Mais ce n’est pas tout : cette Grande Messe des morts innove par ailleurs car il s’agit de la première qui utilise la prononciation du latin telle qu’elle était pratiquée en France à l’époque de Berlioz. Prononciation qui a perduré jusqu’à ce que l’usage de cette langue disparaisse dans les églises.

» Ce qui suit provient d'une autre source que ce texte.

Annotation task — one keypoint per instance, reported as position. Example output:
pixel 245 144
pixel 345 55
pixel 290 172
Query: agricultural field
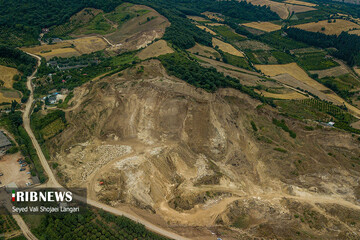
pixel 253 45
pixel 268 57
pixel 342 69
pixel 301 3
pixel 291 69
pixel 236 61
pixel 276 40
pixel 216 16
pixel 317 60
pixel 282 9
pixel 228 33
pixel 356 32
pixel 289 96
pixel 69 48
pixel 7 74
pixel 63 49
pixel 88 45
pixel 154 50
pixel 140 30
pixel 197 19
pixel 7 93
pixel 226 47
pixel 8 226
pixel 206 29
pixel 309 109
pixel 334 27
pixel 76 23
pixel 263 26
pixel 205 51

Entendre « Tuba mirome » et non pas « Touba miroume », « Quid somme miser » et non pas « Quouid soum miser », « Judicantus » et non pas « Youdicantous », « Jésu » et non pas « Yésou », etc., donne une tout autre couleur à l’ensemble et renouvelle entièrement notre écoute, au point que le « Quid sum miser » sonnerait presque à la manière d’un moment de chant grégorien ! Où il est prouvé, s’il le fallait encore, que les paroles et la manière de les aborder constituent un élément essentiel dans l’image sonore d’une œuvre musicale.

Comme le dit un commentateur anglais, « Now, Paul, how about a Troyens… ».

Berlioz, Grande Messe des morts, dir. Paul McCreesh. 2 CD NFM. A noter qu’il s’agit là du premier enregistrement de la série NFM créée par Paul McCreesh.